Nell’immaginario comune, quasi fosse un mondo a se stante, quando si parla di rifiuti tossici, il pensiero corre subito all’angustiata area della ‘Terra dei fuochi’, in Campania.
Eppure poche volte, almeno fino ad oggi, è stato rivelato che nel Lazio, viene stoccato un terzo dei rifiuti radioattivi presenti sull’intero territorio nazionale.
A sottolinearlo, è il rapporto di Legambiente ‘Rifiuti Radioattivi’. Attualmente infatti, alcuni residenti laziali convivono con vicino le loro case, qualcosa come 9.284 metri cubi di tali veleni, stipati in due differenti siti ‘temporanei’: quello dell’ex Centrale di Borgo Sabotino (Latina), ed il Centro Ricerche Enea Casaccia (Roma). Anzi, aggiungiamo, se non fosse per una manciata di metri che sconfina appena nella Campania, c’è da considerare anche il sito dell’ex Centrale del Garigliano, a Sessa Aurunca, con altri 2.967 metri cubi di scorie radioattive.
Come denuncia Roberto Scacchi, presidente di Legambiente Lazio: “La pubblicazione della Carta Nazionale delle aree potenzialmente idonee ad ospitare il deposito nazionale di rifiuti radioattivi, è arrivata solo lo sorso gennaio, con un ritardo mostruoso. Spiegando che le istituzioni hanno il dovere di informare i cittadini rispetto alla gestione dei rifiuti nucleari, Scacchi rimarca che “Il processo nazionale di scelta del luogo, per realizzare il deposito nazionale dei rifiuti radioattivi, deve avere tempistiche certe, scelte, progetti e programmi, che non siano calati dall’alto, ma – conclude – partecipati, accompagnati dalla cittadinanza”.

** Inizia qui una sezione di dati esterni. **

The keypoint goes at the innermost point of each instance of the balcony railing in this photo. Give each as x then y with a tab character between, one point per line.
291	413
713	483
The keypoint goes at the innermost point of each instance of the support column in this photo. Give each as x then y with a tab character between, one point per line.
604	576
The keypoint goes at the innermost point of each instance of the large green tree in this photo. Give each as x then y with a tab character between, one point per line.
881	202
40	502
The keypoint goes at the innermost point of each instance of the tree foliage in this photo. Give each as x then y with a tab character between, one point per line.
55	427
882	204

Una situazione decisamente delicata e preoccupante, anche perché, oltre alla presenza delle scorie, già da diversi anni, i territori a sud dell’Agro Pontino (nella foto l’ex centrale nucleare di Latina), si stanno misurando con i veleni industriali che inquinano le falde acquifere, compromettendo così i raccolti agricoli.